[extropy-chat] Game theory of common cold

Robert J. Bradbury bradbury at aeiveos.com
Tue Jan 20 02:50:37 UTC 2004


On Mon, 19 Jan 2004, Rafal Smigrodzki wrote:

> Assume that
> the source of new versions of the virus, frequently China, keeps on churning
> our new viruses yearly, and there is some accumulation of the viruses in
> various reservoirs (e.g. networks with slowly spreading, sporadic infection
> among small, separate communities).

Rafal, are you sure about this?

I was taught that most "colds" are the result of rhinoviruses which
have over 100 different serotypes.  You become immune to an individual
serotype after being infected but if you only have 1 cold/yr it takes
you 100 years to develop immunity to all of them.  I ran into this
problem when I started going to Russia -- almost every time I went
I would end up with a cold (probably due to different serotypes
from the U.S.) -- but after a few years I stopped catching colds
(presumably due to accumulated immunity.  In fact its been years
since I recall having a serious cold since I'm probably immune to
the most common U.S. and Russian serotypes.

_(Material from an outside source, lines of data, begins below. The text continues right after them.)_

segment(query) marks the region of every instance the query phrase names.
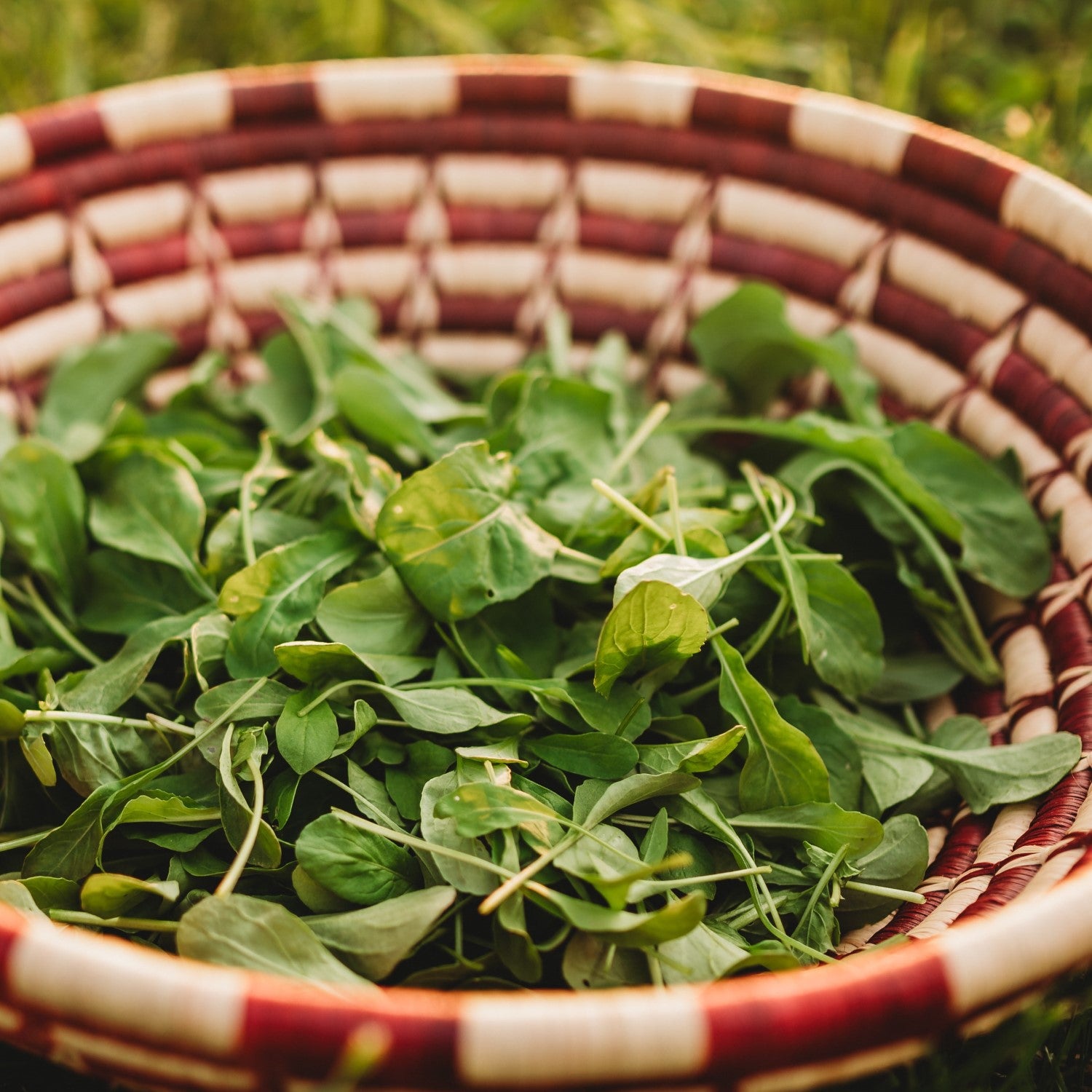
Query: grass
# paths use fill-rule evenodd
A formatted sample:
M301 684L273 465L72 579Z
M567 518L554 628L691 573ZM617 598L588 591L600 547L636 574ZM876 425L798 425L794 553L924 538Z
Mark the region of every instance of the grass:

[This characteristic makes me wonder why one just doesn't expose
a young person to all 100 serotypes at the same time at a young
age and be done with it.  This approach is being taken with
vaccinations against the cancer causing types of pappiloma viruses.]

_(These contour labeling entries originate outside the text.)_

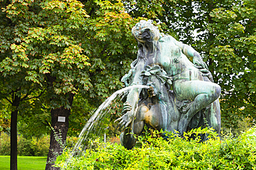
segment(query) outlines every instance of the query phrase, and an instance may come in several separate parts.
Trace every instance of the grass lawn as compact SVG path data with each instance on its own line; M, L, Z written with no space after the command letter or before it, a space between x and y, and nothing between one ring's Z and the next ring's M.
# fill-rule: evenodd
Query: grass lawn
M46 159L46 156L18 156L18 169L43 170ZM10 169L10 156L0 156L0 169Z

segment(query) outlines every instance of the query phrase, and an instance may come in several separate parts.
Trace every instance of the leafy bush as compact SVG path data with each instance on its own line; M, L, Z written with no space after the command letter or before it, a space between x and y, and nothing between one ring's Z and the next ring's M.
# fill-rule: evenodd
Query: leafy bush
M66 149L55 166L62 169L256 169L255 131L252 128L237 138L221 140L207 128L194 129L183 138L169 134L167 140L152 138L158 133L152 131L138 136L139 145L131 150L117 143L104 148L97 140L98 147L73 158ZM208 134L209 139L200 142L200 134ZM194 140L189 139L192 136Z
M68 148L74 147L77 140L77 137L67 136L66 140L66 147Z
M6 133L0 135L0 155L10 156L10 136Z

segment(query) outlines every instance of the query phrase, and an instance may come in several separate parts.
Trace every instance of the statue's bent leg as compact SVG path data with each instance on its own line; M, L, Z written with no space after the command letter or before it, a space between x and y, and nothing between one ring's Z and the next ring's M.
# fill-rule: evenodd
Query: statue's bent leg
M217 84L201 81L178 80L174 82L174 89L178 100L192 100L188 112L181 114L179 125L181 134L194 114L216 100L221 93Z
M136 138L134 134L138 136L143 130L145 125L145 117L149 109L146 106L139 107L134 120L130 127L127 128L120 136L120 142L125 148L131 149L135 146Z

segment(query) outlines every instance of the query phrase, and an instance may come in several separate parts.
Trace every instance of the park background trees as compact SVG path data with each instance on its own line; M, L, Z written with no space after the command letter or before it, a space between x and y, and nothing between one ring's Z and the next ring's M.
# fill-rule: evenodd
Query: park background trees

If Anders model is going to be accurate and we are talking only
about rhinoviruses I think one has to take into account the 100+
serotypes as well as the advantages of accumulating local population
immunity.  To do it accurately you have to know the number of
serotypes circulating within relatively "isolated" populations
and the rate of introduction of new serotypes in our increasingly
interconnected world.

Now influenza on the other hand is a real problem because it is
a multi-segment genome that can recombine novel segments from
other species (birds, esp. Ducks, and pigs usually).  When
discussing China as a source of new viruses, it is generally
influenza that is discussed, not rhinoviruses.  Though at the
current time it appears that Vietnam is on the WHO watch list
for producing new viruses.  I haven't read whether they are
rhinoviruses, influenza or something completely new though.